Position sizing: You must always size your trading positions appropriately. Putting all your money in one trade or putting 1% of the money in 100 trades, both aren’t good practices. You should balance concentration and diversification in their trading portfolios to generate optimum returns from swing trading.

Stop Losses: Not all your trades will be right, and when they are not, it should not drag your returns down. To ensure that you do not lose out, keep your losses to the minimum. Accept that you are wrong and move on!

Exits: Don’t stay too long with a position to give it all back when the price starts moving against you. Make strict profit-taking rules as well, just as you will make stop-loss rules. Your exit rules can be as simple as a fixed percentage profit or can be highly complex that uses a mix of technical and fundamental technical indicators. No matter what it is, there must be a profit-taking rule based on price changes.

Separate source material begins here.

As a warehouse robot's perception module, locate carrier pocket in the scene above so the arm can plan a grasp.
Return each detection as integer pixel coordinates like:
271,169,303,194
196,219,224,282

Risk management is probably the most important aspect of swing trading. Even the best of the strategy fails if not doubled up with top-notch risk management. An average strategy with great risk management will anytime beat a great strategy with shoddy risk management in swing trading.

Final Thoughts

Like any other trading strategy, swing trading also works on a simple principle:

“Win big when you are right and lose small when you are wrong”

That said, swing trading suits a patient trader who is willing to take the risk that comes with keeping overnight positions.

Because the churn (number of trades) in swing trading is lower that in day trading, traders tend to squeeze out higher profits from each position when they take an overnight risk.

Therefore, they end up entering a lower number of trades with a higher profit per trade as compared to a higher number of trades and lower profit per trade in day trading.

While the profit potential of a day trader is theoretically higher than that of a swing trader, profits generally vary a great deal based on the trader’s style, psychology, and strategy.

Keeping overnight positions exposes traders to wild movements at market openings, which is why risk management is of utmost importance in swing trading.

In most cases, traders take calculated risks with the responsible use of leverage to execute their swing trading strategies. They consider the overnight risk while entering the trades and never make a single trade a large part of their trading capital.